Oregon Company Trying to Convince Black Women to Sell Their Breast Milk, Targeting Women in Detroit

Oregon-based company Medolac is offering Black Women money for their breast milk.

Medolac, a company that provides milk, along with the Clinton Global Initiative, is claiming that its initiative of buying more breast milk from Black women is an effort to “seek to increase breast-feeding rates among urban African-American women” and promote “healthy behavior and prolonged breast-feeding within their communities.”

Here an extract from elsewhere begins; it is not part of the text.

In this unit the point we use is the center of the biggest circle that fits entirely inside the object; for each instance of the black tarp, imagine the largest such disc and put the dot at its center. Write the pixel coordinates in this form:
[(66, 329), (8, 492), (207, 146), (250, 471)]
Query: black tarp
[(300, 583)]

African-American women are historically less likely to breastfeed their children. In 2010, 62 percent of African American babies began breastfeeding at birth, compared to 79 percent of white newborns, according to reports from the CDC. Six months later, only 36 percent of the black infants followed were still being breastfed compared to the 52 percent of white children who were still breastfed.

The company is starting a campaign to raise participation in the Mothers Milk Cooperative, which is the only milk bank owned and operated by nursing mothers. The Mothers Milk Cooperative pays its members who have completed the screening process and blood testing $1 an ounce for their milk. The milk is then given to Medolac, which processes the milk and sells it to hospitals for about $7 an ounce, which is a 600 percent markup, according to The New York Times.

Allowing women to make money from their breast milk seems all well and good, but why is Melodac targeting Detroit, an area that has the lowest breast-feeding rates for Black women in country?

“Targeting low-income Detroit women with the lure of climbing out of poverty by selling their surplus milk raises many ethical questions,” writes Kimberly Seals Allers in the New York Times. “It’s one thing to commodify mother’s milk, but to try to commodify a group of women — specifically black women, who already have a difficult history with breast-feeding — seems, a bit, well, sour. It’s all too easy to imagine how Medolac’s plans could become a part of a continuing racial and economic divide in Detroit and nationwide rather than part of the solution.”

Founder of Medolac, Elena Medo, claims that this initiative will increase the likelihood that Black women will breastfeed their own children because “it just makes sense,” she said in a recent interview.

Whether this is proven to be true—or whether the initiative simply makes money for Medolac—remains to be seen.